當時的顧盈正拿着謝玄收藏的兵書在看,雖然實際上她并不能看懂什麽,但是在謝玄推門進來的時候她卻沒有察覺到,當時顧盈眼神雖然落在了書上,但是思想卻明顯的不在這本書上。
謝玄笑了笑,放輕腳步走了過去,伸手直接攬住了顧盈。
“恩?”顧盈有些迷茫的“恩”了一聲,迷茫的轉頭看去,在看見謝玄的時候眯着眼睛歪了歪頭,“幼度?”

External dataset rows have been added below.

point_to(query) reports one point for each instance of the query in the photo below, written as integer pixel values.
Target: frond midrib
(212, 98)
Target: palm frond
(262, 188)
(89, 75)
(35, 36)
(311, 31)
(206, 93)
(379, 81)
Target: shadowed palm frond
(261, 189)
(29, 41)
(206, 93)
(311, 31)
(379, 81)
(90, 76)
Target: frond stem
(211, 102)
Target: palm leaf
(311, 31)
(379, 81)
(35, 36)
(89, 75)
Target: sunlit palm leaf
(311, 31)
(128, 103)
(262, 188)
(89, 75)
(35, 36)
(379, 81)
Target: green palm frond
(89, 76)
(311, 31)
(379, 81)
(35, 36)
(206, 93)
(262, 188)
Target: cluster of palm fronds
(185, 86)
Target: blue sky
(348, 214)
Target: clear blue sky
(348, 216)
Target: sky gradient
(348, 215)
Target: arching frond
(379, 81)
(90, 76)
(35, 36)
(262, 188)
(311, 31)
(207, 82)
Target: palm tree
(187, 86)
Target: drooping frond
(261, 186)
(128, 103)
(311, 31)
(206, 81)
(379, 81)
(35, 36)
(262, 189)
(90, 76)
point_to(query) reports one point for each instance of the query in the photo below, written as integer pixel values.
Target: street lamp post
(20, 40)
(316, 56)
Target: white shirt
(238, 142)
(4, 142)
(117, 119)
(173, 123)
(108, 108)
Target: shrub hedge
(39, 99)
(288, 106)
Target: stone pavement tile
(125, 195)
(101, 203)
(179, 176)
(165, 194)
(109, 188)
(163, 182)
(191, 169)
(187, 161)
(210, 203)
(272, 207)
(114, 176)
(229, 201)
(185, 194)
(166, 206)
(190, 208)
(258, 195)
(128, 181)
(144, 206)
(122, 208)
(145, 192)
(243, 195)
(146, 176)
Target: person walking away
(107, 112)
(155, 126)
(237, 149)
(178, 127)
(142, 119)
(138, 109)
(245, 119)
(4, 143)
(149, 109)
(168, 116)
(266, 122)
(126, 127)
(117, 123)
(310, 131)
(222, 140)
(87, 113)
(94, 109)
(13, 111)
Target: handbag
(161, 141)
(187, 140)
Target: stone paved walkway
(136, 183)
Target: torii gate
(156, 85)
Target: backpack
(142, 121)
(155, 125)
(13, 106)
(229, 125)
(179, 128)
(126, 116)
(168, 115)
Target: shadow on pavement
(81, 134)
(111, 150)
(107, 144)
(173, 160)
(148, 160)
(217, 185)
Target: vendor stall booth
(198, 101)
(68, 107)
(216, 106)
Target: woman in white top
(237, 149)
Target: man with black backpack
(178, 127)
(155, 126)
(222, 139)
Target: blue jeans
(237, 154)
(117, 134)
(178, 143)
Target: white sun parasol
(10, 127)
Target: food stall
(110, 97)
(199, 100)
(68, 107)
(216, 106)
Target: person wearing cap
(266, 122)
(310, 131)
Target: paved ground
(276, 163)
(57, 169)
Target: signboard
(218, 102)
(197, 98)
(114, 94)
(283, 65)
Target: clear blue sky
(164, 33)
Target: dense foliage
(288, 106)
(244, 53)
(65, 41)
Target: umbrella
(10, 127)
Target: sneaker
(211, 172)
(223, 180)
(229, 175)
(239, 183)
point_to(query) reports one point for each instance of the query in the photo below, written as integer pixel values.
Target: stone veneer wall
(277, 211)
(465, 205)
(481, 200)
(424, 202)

“是我...”謝玄笑着揉了揉顧盈的腦袋,“很累了嗎?休息一會吧。”
“恩”顧盈迷茫的點了點頭,放下了手中的書,回頭看向謝玄,“幼度,你喜歡做官嗎?”
謝玄揉了揉顧盈的腦袋,“無關喜不喜歡,隻不過是不得不,況且好男兒當建功立業。”
“這樣啊。”顧盈嘟哝了一聲,轉身摟住謝玄問道,“幼度,我重要呢?還是功業重要?”